Quella donna aveva percorso in continuazione la via della seta, verso est e verso ovest, per ogni giorno di ogni anno. Aveva sempre percorso ogni strada, in mezzo ai mercanti e ai viaggiatori, ai preti e ai filosofi, ai contadini e ai cavalieri. Mi aveva soltanto sfiorato, in tutti quegli anni, passando di fronte alla fattoria. Solo stavolta si era fermata ad aspettarmi. Solo stavolta era venuta per me.

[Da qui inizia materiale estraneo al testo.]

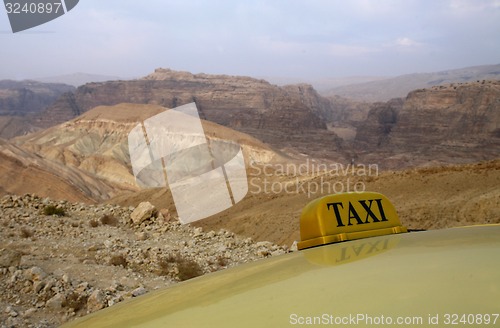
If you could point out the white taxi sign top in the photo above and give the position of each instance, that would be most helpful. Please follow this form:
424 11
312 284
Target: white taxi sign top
347 216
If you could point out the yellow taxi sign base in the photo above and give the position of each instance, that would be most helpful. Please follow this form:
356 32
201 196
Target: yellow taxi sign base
347 216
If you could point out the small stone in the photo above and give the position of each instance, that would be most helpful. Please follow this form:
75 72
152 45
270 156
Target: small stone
36 274
65 278
143 212
139 291
38 285
56 302
29 312
9 257
96 301
141 236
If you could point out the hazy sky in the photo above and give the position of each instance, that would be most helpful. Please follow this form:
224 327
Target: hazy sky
286 38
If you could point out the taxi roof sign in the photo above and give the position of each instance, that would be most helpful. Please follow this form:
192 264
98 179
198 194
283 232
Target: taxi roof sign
347 216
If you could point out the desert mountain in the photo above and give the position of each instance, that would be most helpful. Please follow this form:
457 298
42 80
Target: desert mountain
24 172
77 79
20 100
425 198
400 86
455 123
96 144
274 115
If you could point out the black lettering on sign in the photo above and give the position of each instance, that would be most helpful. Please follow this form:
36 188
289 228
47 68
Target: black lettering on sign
352 214
369 212
337 212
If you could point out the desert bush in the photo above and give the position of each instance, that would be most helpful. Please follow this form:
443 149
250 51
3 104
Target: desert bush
53 210
186 268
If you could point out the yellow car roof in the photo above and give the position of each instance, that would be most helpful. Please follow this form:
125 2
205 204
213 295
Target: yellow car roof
417 277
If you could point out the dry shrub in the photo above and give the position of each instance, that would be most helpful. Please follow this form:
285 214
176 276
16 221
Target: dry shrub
53 210
26 233
118 260
187 268
109 220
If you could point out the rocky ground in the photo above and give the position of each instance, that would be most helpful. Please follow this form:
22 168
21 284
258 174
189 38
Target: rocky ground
62 260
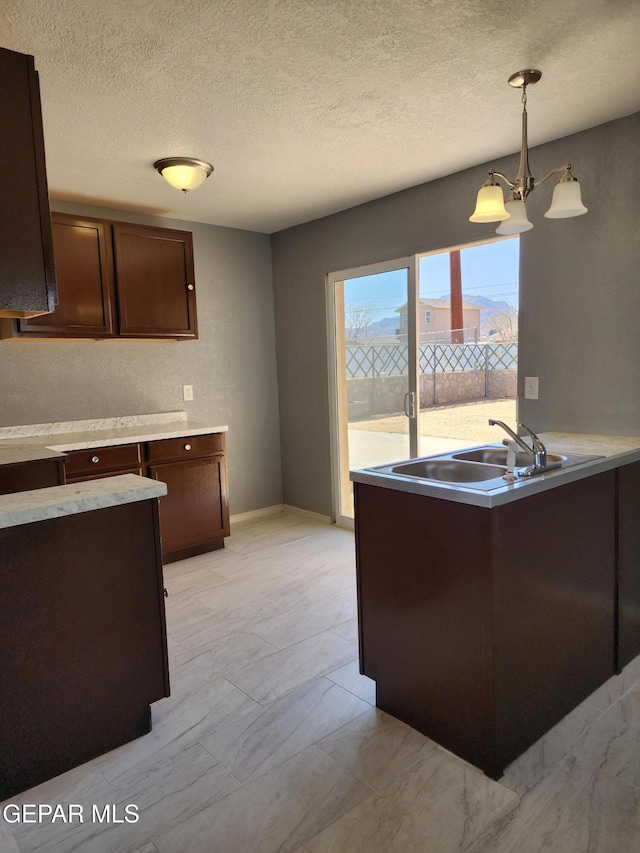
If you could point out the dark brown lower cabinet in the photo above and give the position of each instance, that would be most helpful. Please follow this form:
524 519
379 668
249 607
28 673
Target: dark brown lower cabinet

I suoi modi erano gentili, ma il suo sorriso era triste.
“Come stai?” mi chiese.
“Come può stare una vecchia.”

La donna bevve un ultimo sorso di tè, poi appoggiò la tazza a terra.
“Sono abbastanza grande per morire?” le chiesi.
“Non si è mai abbastanza grandi.”

Tirò fuori dalla tasca una piccola trottola, intagliata nel legno. La fece ruotare sul ciglio del pozzo, sopra le pietre. Non so se fosse la stessa trottola che mi aveva regalato il mercante e che i predoni avevano saccheggiato.

La trottola girava, girava, girava.

La donna mi strinse la mano, con gentilezza. Sorrisi.

Quando la trottola cadde a terra, spirai di fronte al deserto.